Evidence-Based Fat Loss

The 7,700 kcal Rule

One kilogram of body fat stores approximately 7,700 kcal. A deficit of 500 kcal/day creates a weekly deficit of 3,500 kcal, theoretically losing 0.45 kg per week. In practice, actual fat loss is slightly variable due to water retention, muscle preservation, and metabolic adaptation — but over 4–6 weeks, the maths holds closely enough for reliable planning.

Why Protein Matters Most in a Deficit

In a calorie deficit, your body can break down muscle tissue for energy. High protein intake (1.8–2.4g per kg of body weight) is the primary defence against muscle loss. Studies show that during a 500 kcal deficit, high-protein dieters lose significantly less lean mass than low-protein dieters at the same calorie level. Protein also has the highest thermic effect (25–30% of calories are burned in digestion) and the strongest satiety effect.

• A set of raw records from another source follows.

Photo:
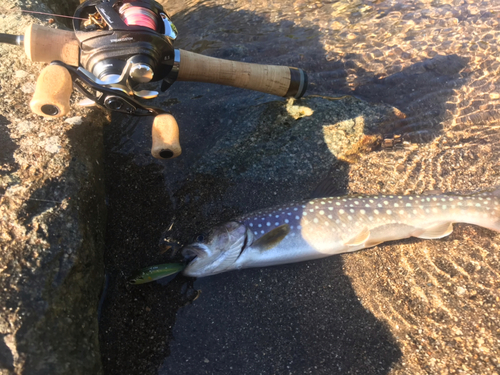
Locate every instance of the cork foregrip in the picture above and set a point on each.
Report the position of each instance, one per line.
(165, 134)
(52, 92)
(270, 79)
(45, 44)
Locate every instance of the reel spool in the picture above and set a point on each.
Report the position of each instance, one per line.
(116, 46)
(138, 16)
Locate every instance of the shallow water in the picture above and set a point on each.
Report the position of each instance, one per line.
(409, 307)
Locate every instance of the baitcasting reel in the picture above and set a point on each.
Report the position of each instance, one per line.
(116, 46)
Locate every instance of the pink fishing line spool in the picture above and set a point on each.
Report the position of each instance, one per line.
(139, 16)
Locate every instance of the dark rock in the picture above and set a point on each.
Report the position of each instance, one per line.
(51, 223)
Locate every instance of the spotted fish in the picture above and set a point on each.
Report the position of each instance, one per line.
(326, 226)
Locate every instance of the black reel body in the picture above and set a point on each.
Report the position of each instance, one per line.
(119, 31)
(123, 43)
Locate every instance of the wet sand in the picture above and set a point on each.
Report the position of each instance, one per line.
(408, 307)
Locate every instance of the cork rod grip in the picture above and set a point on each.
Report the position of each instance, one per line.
(52, 92)
(165, 137)
(45, 44)
(271, 79)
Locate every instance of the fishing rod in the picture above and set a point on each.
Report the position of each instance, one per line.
(117, 45)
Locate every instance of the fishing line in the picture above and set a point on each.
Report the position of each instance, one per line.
(139, 16)
(43, 13)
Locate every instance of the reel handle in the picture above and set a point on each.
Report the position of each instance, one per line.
(271, 79)
(165, 132)
(53, 89)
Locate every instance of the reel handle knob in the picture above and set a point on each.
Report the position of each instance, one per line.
(165, 133)
(53, 89)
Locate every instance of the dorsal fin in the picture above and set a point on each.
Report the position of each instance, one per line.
(436, 231)
(272, 238)
(360, 238)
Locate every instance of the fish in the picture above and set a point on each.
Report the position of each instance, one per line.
(152, 273)
(322, 227)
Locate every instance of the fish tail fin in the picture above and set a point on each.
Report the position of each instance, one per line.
(495, 213)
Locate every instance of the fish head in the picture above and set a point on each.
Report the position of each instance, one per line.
(218, 250)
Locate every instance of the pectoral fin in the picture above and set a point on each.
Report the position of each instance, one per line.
(435, 231)
(272, 238)
(360, 238)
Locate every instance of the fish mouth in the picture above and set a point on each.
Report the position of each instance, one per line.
(193, 251)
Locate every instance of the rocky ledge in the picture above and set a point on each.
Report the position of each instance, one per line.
(52, 214)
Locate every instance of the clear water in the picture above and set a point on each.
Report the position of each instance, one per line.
(413, 307)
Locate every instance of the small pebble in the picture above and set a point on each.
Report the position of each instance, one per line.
(77, 120)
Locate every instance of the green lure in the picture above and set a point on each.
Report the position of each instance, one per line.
(152, 273)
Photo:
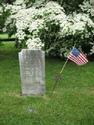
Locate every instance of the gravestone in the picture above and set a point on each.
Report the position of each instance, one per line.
(92, 9)
(32, 71)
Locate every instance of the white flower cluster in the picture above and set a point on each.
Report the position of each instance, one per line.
(1, 10)
(86, 6)
(30, 22)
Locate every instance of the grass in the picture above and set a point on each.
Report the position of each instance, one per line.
(71, 104)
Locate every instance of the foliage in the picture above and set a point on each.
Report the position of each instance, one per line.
(71, 104)
(49, 24)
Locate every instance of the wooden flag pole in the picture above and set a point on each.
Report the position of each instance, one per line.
(64, 66)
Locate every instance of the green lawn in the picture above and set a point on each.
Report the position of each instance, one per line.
(71, 104)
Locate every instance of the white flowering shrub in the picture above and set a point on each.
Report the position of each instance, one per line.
(48, 27)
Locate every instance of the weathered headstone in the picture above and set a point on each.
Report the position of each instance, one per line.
(92, 9)
(32, 71)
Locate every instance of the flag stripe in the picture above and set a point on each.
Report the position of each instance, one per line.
(80, 60)
(73, 58)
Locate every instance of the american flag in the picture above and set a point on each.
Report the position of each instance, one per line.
(77, 57)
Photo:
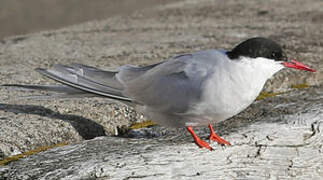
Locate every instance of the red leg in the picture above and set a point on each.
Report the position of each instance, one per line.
(214, 137)
(197, 140)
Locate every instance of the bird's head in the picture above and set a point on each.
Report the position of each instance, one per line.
(265, 48)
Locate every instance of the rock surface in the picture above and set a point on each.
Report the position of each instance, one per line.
(278, 137)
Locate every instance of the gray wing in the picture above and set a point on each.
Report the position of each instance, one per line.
(172, 86)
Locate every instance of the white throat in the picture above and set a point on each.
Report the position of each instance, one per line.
(234, 85)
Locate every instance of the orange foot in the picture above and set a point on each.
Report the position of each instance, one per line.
(200, 143)
(214, 137)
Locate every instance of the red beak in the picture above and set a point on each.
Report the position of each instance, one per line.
(297, 65)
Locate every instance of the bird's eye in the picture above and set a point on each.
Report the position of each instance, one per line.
(273, 55)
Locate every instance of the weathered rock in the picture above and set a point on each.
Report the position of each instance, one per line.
(276, 137)
(283, 139)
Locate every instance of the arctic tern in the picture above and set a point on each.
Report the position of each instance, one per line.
(194, 89)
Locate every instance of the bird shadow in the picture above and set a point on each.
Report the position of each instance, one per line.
(87, 129)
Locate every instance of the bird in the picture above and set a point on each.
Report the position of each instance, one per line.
(187, 90)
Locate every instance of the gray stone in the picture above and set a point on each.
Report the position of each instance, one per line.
(278, 137)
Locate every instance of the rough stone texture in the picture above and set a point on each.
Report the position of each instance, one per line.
(275, 138)
(278, 137)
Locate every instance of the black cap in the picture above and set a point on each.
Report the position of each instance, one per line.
(258, 47)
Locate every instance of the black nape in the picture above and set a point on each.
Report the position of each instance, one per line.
(258, 47)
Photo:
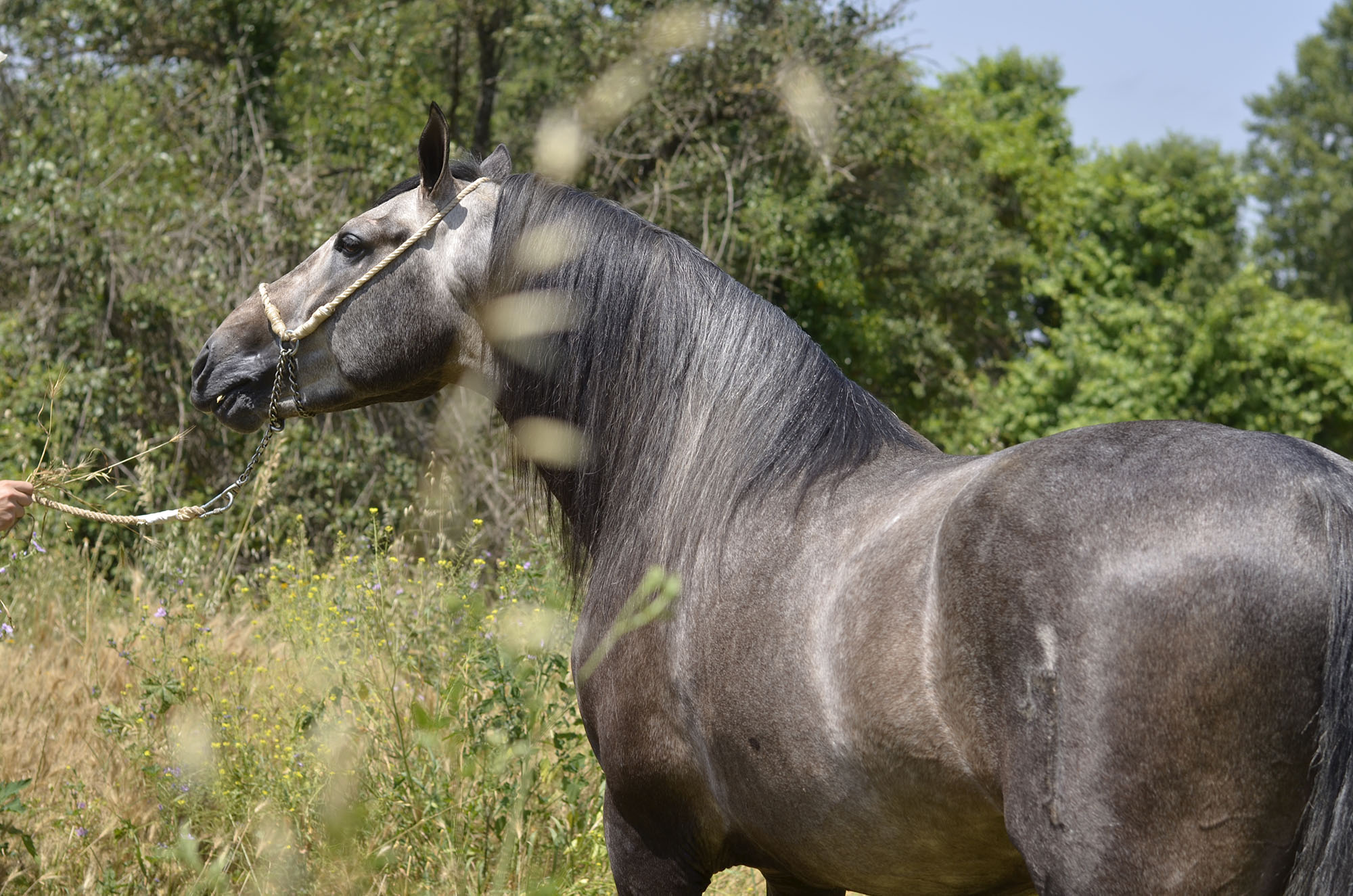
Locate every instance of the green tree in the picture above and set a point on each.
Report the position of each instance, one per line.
(1302, 154)
(1163, 319)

Metabolic Adaptation — Why Deficits Shrink

As you lose weight, your body adapts: BMR decreases (your smaller body needs fewer calories), activity-related calorie burn decreases (less mass to move), and hormonal changes (leptin, thyroid) reduce metabolic rate further. Total adaptation can reduce TDEE by 200–400 kcal below what weight-based formulas predict. This is why recalculating TDEE every 4–5 kg of loss is essential.

Diet Breaks and Maintenance Periods

Planned breaks of 1–2 weeks at maintenance calories help reset leptin, reduce cortisol, and improve adherence. Research on diet breaks suggests they preserve metabolic rate better than continuous deficits. Practically: a 12-week cut followed by a 2-week maintenance phase before continuing is more effective than 14 weeks of continuous restriction.